SIR SAMUEL ROMILLY (1757–1818) was an English legal reformer who devoted his efforts to lessening the severity and capriciousness of English criminal law in his era, particularly those laws authorizing capital punishment for minor felonies and misdemeanors. Influenced by the libertarian social philosophy of Jean-Jacques Rousseau, Romilly supported the French Revolution in its early stages and in 1790 published Thoughts on the Probable Influence of the French Revolution on Great-Britain. Serving as chancellor of Durham from 1805 to 1815, he was appointed solicitor general in 1806, entered the House of Commons, and was knighted. Romilly committed suicide in the fall of 1818; his Memoirs appeared in 1840.

STEPHEN SCHOTTENFELD’s stories have appeared or are forthcoming in TriQuarterly, StoryQuarterly, Virginia Quarterly Review, The Iowa Review, Mississippi Review, and other journals. He is currently an assistant professor of English at Rhodes College.

GAIL STOICHEFF lives and works in New York City. She holds an MFA in painting from Bard College and graduated cum laude with a BFA in painting from the Pennsylvania State University, University Park. She was the 2004 recipient of Robert Motherwell’s Dedalus Foundation Master of Fine Arts Fellowship in Painting and the Elaine de Kooning Painting Award. She has exhibited in the New York City area since 2002; recent shows include Works on Paper, Gallery MC (2005) and Despite the Sun, Foxy Productions (2005).

ALFONSINA STORNI (1892–1938) was born in Switzerland but lived most of her life in Argentina. She is considered one of the preeminent modernist voices of Latin American poetry. A selection of her poems in English can be found in Alfonsina Storni: Selected Poems (White Pine Press, 1988).

J. M. TYREE is an essayist whose recent work has appeared in Antioch Review, The Nation, The Believer, and Created in Darkness by Troubled Americans: Best of McSweeney’s Humor Category (Knopf/Vintage). “Henry Thoreau, William Gaddis, and the Buried History of an Epigraph” appeared in NER in 2004.

LEE UPTON’s poetry has been published most recently in The American Poetry Review and The New Republic.
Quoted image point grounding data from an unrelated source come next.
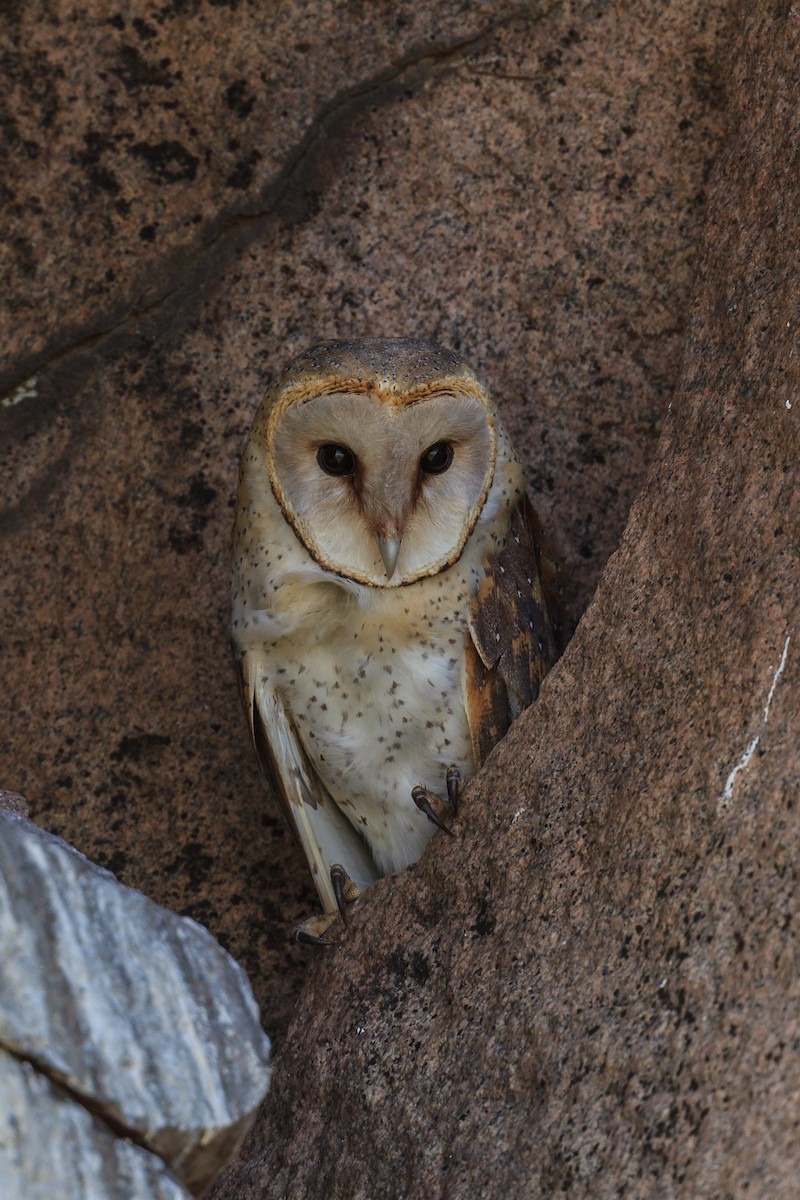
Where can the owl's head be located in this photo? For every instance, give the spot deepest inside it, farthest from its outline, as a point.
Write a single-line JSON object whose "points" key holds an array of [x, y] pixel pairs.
{"points": [[380, 454]]}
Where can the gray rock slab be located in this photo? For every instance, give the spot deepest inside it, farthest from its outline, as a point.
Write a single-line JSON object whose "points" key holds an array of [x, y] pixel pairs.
{"points": [[134, 1009], [53, 1149]]}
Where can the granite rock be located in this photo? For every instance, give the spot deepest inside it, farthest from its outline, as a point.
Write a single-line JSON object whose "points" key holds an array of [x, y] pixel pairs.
{"points": [[53, 1149], [594, 990], [138, 1013], [522, 183], [14, 803]]}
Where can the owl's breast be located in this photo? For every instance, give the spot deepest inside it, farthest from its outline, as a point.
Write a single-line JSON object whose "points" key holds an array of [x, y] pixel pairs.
{"points": [[379, 709]]}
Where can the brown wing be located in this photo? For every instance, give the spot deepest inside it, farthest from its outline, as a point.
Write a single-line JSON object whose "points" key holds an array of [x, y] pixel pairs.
{"points": [[512, 640], [323, 831]]}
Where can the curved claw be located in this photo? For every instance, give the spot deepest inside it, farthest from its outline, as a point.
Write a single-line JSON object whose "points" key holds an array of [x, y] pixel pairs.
{"points": [[301, 935], [453, 780], [340, 879], [420, 797]]}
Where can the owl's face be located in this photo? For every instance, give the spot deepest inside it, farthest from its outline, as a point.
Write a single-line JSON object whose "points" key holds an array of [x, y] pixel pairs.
{"points": [[382, 483]]}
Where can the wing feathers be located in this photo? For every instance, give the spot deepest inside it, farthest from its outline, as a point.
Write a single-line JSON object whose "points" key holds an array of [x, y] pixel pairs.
{"points": [[324, 833], [512, 642]]}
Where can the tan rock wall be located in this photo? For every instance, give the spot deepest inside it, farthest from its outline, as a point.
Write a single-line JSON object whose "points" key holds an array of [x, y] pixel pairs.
{"points": [[524, 184]]}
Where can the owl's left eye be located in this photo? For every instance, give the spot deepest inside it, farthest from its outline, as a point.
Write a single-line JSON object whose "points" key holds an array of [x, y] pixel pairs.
{"points": [[336, 460], [437, 459]]}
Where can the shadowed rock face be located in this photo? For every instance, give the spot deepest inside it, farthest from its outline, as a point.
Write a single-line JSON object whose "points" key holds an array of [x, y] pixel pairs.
{"points": [[525, 187], [594, 990]]}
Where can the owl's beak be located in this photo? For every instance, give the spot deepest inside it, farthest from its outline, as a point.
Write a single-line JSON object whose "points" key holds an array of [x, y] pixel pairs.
{"points": [[389, 550]]}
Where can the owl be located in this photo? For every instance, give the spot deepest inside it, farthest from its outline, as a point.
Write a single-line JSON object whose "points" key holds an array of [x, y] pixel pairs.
{"points": [[389, 617]]}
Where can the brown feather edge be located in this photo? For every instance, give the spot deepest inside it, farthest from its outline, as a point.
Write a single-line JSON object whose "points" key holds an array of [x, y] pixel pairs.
{"points": [[511, 642]]}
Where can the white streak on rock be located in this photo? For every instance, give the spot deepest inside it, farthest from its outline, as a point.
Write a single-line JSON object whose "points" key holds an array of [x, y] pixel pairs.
{"points": [[751, 749]]}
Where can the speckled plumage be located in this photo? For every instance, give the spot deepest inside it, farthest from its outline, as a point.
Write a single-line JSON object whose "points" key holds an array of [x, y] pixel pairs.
{"points": [[362, 683]]}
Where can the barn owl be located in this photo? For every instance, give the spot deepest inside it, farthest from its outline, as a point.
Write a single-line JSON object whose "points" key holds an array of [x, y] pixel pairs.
{"points": [[389, 619]]}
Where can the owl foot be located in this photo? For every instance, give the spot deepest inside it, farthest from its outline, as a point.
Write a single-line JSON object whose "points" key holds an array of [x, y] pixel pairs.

Her fourth book of literary criticism, Defensive Measures, was brought out by Bucknell University Press in 2005.

MYLES WEBER is assistant professor of English at Ashland University in Ohio. He is the author of Middlebrow Annoyances: American Drama in the 21st Century (Gival Press, 2003) and Consuming Silences: How We Read Authors Who Don’t Publish (University of Georgia Press, 2005).

EDITH WHARTON (1862–1937) was the first woman to win the Pulitzer Prize, which she was awarded in 1921 for her novel The Age of Innocence. Other highly regarded works by this American novelist and short story writer include The Custom of the Country (1913), Ethan Frome (1911), and The House of Mirth (1905). Wharton was also known for her writings on interior design and landscaping, and for her probing assessments of the life of the New York aristocracy.

JENNIFER WHITAKER, a lecturer at the University of North Carolina at Greensboro, has recently published work in Mid-American Review.